The Fowler Museum, located at UCLA is now displaying a three-part exhibition based on Brazil’s African history and cultural heritage. Pacific Standard Time: LA/LA is surveying Latin American and Latino art. It is also collaborating with various art institutions all over Southern California. Pacific Standard Time: LA/LA is presenting Southern California with significant art exhibitions about the ancient world and pre-modern era. Its exhibits range from topics about the luxurious goods in the pre-Columbian era to Latino artists boundary crossing practices. “Axé Bahia: The Power of Art in Afro-Brazilian Metropolis”, one of the three exhibits, will be showcased from September 24 to April 15, 2018. The Axé Bahia exhibit’s curatorial team was led by Patrick Polk, Fowler’s curator of Latin America and Caribbean popular arts, in corroboration with other co-curators such as Roberto Conduru (a professor of art history and theory at Rio de Janeiro State University), Sabrina Gledhill (a Brazil-based scholar of Bahian history and culture), and Randal Johnson (a Spanish and Portuguese professor at UCLA).
The exhibit factors various pieces of work from modern and contemporary artists like Mário Neto, Rubem Valentim, Pierre Verger, Rommulo Conceição, Caetano Dias, Helemozão, Heráclito, and so on. It explores distinct cultural identities of Salvador, Bahia as well as the complex issues of race and cultural affiliation in Brazil with Afro-Brazilian art from the mid-20th century to present times. The exhibition also investigates how art including sculptures, paintings, photographs, videos, and three-dimensional works are expressed to shape and broaden Bahian identity and experience.
Some of these visuals portray a strong and provocative response to slavery and present forms of discrimination. Caetano Dias, a Brazilian visual artist built Delirios de Cathrina (The Ravings of Catherine), a contradicting artwork made out of wood, metal, sugar, ox blood, and resin which differentiates the pleasant taste of sugar to the pungent bitterness of sugarcane production in Brazil. The Ravings of Catherine includes a merge of two distinct tables, one made out of wood and the other of blood. The table made out of wood incorporates metal into its composition, it is a worn down white rectangular work table where the enslaved labored. The table made out of ox’s blood is round and extremely detailed, contrarily it is where slaveholders ate. The piece also includes a large amount of African dismembered human heads made out of sugar. The heads are placed underneath the worker’s table and spread out among the museum’s floor to indicate the exploitation of slaves in large colonial farms.
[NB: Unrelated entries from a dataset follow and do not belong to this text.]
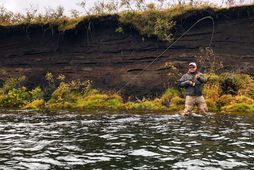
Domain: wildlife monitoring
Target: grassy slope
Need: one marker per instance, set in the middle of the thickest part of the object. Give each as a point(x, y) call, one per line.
point(158, 23)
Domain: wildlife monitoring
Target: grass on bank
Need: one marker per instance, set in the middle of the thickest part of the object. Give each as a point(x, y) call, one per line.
point(227, 93)
point(149, 22)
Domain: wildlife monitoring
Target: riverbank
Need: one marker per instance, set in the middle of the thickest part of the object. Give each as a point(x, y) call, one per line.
point(110, 50)
point(224, 93)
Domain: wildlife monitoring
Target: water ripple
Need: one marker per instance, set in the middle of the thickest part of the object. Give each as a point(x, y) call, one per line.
point(34, 140)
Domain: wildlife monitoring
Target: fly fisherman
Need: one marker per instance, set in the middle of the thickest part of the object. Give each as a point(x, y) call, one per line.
point(193, 82)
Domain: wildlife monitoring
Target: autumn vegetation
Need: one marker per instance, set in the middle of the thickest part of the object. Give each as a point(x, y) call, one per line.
point(226, 92)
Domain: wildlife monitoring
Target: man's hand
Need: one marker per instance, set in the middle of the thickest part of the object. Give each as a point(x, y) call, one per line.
point(191, 82)
point(198, 75)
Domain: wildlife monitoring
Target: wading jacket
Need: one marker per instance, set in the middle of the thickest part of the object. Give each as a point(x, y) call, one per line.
point(191, 90)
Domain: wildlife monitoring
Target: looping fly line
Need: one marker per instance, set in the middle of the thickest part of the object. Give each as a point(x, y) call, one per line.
point(151, 63)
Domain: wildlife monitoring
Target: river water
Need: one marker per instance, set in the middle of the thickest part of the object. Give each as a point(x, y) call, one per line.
point(65, 140)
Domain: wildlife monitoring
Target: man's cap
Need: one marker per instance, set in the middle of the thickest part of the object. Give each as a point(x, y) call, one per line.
point(193, 64)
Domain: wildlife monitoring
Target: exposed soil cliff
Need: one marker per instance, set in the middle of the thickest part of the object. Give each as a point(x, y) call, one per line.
point(95, 50)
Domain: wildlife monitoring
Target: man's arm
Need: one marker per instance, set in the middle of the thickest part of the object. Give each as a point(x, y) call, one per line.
point(200, 77)
point(184, 82)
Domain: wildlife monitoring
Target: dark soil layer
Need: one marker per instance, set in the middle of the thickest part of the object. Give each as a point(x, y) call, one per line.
point(95, 50)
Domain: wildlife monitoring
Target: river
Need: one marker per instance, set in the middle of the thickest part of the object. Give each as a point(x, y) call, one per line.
point(72, 140)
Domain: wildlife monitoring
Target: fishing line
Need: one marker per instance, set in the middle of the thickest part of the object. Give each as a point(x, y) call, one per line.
point(147, 66)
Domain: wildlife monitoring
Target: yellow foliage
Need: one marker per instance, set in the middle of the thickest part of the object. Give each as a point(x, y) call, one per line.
point(35, 104)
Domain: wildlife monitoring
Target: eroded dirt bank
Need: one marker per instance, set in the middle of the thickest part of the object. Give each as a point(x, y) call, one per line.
point(95, 50)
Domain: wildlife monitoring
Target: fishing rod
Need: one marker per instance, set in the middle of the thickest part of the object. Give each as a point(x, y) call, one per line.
point(151, 63)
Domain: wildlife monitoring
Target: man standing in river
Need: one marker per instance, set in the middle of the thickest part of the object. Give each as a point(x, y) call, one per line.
point(193, 82)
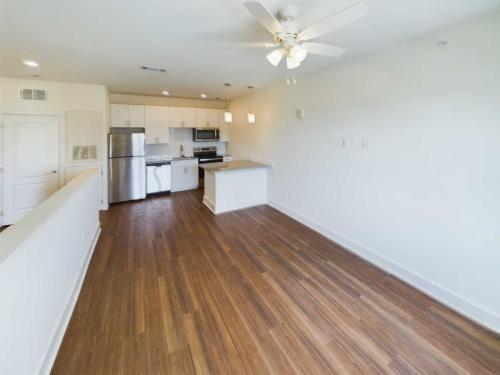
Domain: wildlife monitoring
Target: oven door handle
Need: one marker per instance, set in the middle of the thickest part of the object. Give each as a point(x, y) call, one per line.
point(211, 160)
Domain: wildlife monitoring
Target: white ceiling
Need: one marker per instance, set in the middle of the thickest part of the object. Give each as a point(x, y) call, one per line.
point(106, 41)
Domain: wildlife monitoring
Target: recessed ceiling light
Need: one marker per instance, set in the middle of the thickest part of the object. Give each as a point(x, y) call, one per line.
point(31, 63)
point(153, 69)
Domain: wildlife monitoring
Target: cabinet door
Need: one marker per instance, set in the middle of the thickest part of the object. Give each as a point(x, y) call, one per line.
point(181, 117)
point(119, 115)
point(201, 117)
point(156, 123)
point(224, 133)
point(184, 174)
point(213, 118)
point(136, 116)
point(192, 177)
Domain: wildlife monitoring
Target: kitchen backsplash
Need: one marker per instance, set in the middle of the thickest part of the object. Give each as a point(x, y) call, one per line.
point(184, 137)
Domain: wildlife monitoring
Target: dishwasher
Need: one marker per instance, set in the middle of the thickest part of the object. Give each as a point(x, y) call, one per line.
point(159, 177)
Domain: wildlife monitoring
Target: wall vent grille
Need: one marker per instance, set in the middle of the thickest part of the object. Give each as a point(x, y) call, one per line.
point(32, 94)
point(84, 152)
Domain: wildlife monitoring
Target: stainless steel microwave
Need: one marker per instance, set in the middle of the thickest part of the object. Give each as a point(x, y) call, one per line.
point(206, 134)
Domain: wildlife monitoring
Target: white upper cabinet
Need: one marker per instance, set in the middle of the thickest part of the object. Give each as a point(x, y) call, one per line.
point(213, 118)
point(125, 115)
point(182, 117)
point(224, 133)
point(223, 127)
point(201, 118)
point(119, 115)
point(207, 118)
point(136, 115)
point(157, 124)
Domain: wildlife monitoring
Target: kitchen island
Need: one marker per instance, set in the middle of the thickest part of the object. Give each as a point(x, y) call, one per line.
point(234, 185)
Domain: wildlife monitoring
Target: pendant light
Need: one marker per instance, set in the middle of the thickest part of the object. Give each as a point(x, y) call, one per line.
point(250, 115)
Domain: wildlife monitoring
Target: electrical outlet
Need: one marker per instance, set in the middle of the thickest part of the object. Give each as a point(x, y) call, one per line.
point(364, 144)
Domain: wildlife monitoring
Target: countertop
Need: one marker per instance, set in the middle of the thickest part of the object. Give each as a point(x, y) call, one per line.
point(185, 158)
point(232, 166)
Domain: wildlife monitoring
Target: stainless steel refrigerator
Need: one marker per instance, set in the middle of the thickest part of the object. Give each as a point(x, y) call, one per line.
point(126, 164)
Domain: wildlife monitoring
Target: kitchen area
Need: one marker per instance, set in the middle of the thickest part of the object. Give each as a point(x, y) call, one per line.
point(156, 149)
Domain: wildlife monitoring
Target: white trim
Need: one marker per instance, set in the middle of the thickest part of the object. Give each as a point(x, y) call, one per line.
point(57, 338)
point(472, 311)
point(207, 202)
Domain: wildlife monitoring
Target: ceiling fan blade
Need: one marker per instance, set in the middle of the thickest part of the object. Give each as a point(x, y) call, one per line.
point(250, 45)
point(264, 17)
point(335, 21)
point(323, 49)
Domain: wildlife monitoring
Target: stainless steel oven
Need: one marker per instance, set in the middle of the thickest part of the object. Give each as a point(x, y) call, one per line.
point(206, 155)
point(205, 134)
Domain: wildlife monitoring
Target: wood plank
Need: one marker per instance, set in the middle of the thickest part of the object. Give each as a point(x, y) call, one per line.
point(173, 289)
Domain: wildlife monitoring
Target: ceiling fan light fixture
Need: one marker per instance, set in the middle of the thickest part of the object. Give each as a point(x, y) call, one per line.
point(298, 53)
point(276, 56)
point(292, 63)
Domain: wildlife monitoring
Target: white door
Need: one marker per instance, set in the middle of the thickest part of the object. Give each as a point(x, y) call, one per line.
point(31, 163)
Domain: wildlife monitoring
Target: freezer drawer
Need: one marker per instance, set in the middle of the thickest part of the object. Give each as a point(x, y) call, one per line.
point(127, 179)
point(159, 178)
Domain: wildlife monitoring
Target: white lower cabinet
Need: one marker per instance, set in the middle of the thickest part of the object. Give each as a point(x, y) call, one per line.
point(184, 174)
point(158, 178)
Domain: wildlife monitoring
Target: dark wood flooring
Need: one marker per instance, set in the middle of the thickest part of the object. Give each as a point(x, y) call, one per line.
point(173, 289)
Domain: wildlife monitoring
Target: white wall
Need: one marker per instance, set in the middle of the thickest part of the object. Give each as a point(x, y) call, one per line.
point(62, 97)
point(43, 260)
point(423, 200)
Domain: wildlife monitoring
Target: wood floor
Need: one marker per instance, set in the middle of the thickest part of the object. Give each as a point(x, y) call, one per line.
point(173, 289)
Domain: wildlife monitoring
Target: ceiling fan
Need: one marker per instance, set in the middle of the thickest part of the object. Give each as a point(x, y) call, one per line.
point(292, 40)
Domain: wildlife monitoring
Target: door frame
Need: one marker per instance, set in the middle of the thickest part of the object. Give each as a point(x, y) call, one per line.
point(3, 115)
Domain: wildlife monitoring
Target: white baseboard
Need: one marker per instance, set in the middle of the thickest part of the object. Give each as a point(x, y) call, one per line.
point(64, 321)
point(472, 311)
point(207, 202)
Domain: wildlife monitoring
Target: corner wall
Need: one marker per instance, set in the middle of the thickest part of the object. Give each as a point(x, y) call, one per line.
point(62, 97)
point(397, 159)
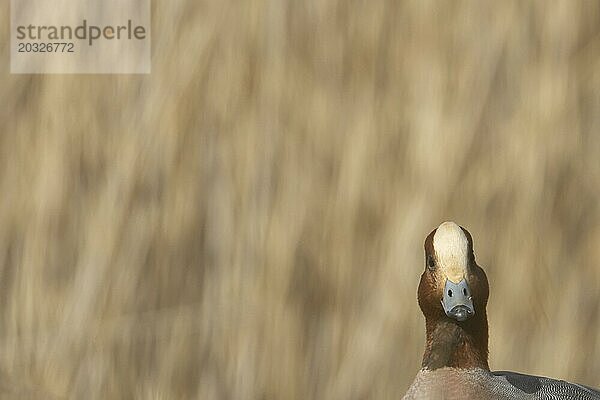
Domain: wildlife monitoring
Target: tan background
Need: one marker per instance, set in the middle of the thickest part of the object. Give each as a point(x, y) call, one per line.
point(247, 221)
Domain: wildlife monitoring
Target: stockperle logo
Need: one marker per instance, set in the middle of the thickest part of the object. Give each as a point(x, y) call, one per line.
point(74, 36)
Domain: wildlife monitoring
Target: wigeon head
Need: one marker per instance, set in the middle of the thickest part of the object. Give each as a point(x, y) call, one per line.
point(453, 295)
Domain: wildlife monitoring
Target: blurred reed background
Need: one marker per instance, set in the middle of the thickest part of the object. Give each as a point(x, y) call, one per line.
point(247, 221)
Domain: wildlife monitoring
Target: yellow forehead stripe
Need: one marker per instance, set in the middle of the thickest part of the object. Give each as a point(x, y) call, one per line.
point(451, 249)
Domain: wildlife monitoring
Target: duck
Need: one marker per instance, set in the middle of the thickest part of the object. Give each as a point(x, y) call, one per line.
point(453, 293)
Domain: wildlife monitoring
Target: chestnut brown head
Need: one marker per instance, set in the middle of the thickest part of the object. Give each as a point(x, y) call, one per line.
point(452, 286)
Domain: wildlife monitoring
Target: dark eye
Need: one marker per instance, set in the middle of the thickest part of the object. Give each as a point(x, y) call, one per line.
point(430, 263)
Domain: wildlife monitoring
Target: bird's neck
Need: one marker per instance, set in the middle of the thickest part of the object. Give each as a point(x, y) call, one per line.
point(456, 344)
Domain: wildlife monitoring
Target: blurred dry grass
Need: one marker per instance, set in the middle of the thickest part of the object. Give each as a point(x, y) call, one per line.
point(247, 221)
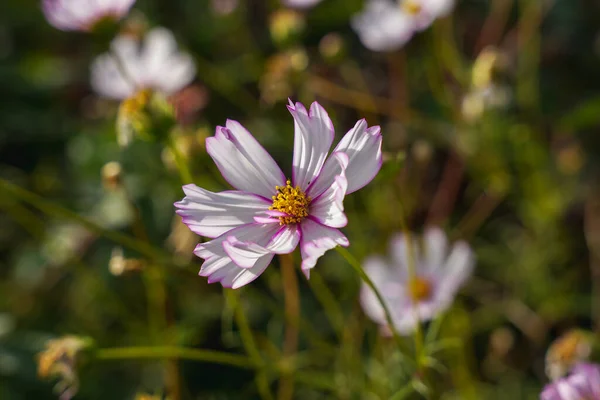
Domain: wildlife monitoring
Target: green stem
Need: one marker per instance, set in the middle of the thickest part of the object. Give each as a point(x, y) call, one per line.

The Axé Bahia exhibit also displays Jose Cunha’s collection of painted canvases called Códice (Codex) on the museum’s wall. In order to comprehend Cunha’s work, it must be read from left to right and bottom to top. The collection has 21 panels each depicting the central beliefs of Candomblé and Umbanda, two different Afro-Brazilian religions. The canvases portray mythological tales and historical events of orixás (saints) and other supernatural beings. The 13th panel is of Tempo, a personified figure of time and the seasons. Tempo’s canvas is a multi-colored painting that associates him with the Earth’s 4 elements (earth, water, air, and fire), its seasons (spring, summer, fall, and winter), natural geographical features, and the stages of human life.
The Axé Bahia exhibit gives visitors the chance to learn about the importance of the culture in Salvador by showing off a broad spectrum of creative Afro-Brazilian practices as well as the history of Latin America. With this exhibit, Pacific Standard Time: LA/LA brings awareness to a complex set of issues about the current relations in the Americas and Southern California’s altering social and cultural infrastructure.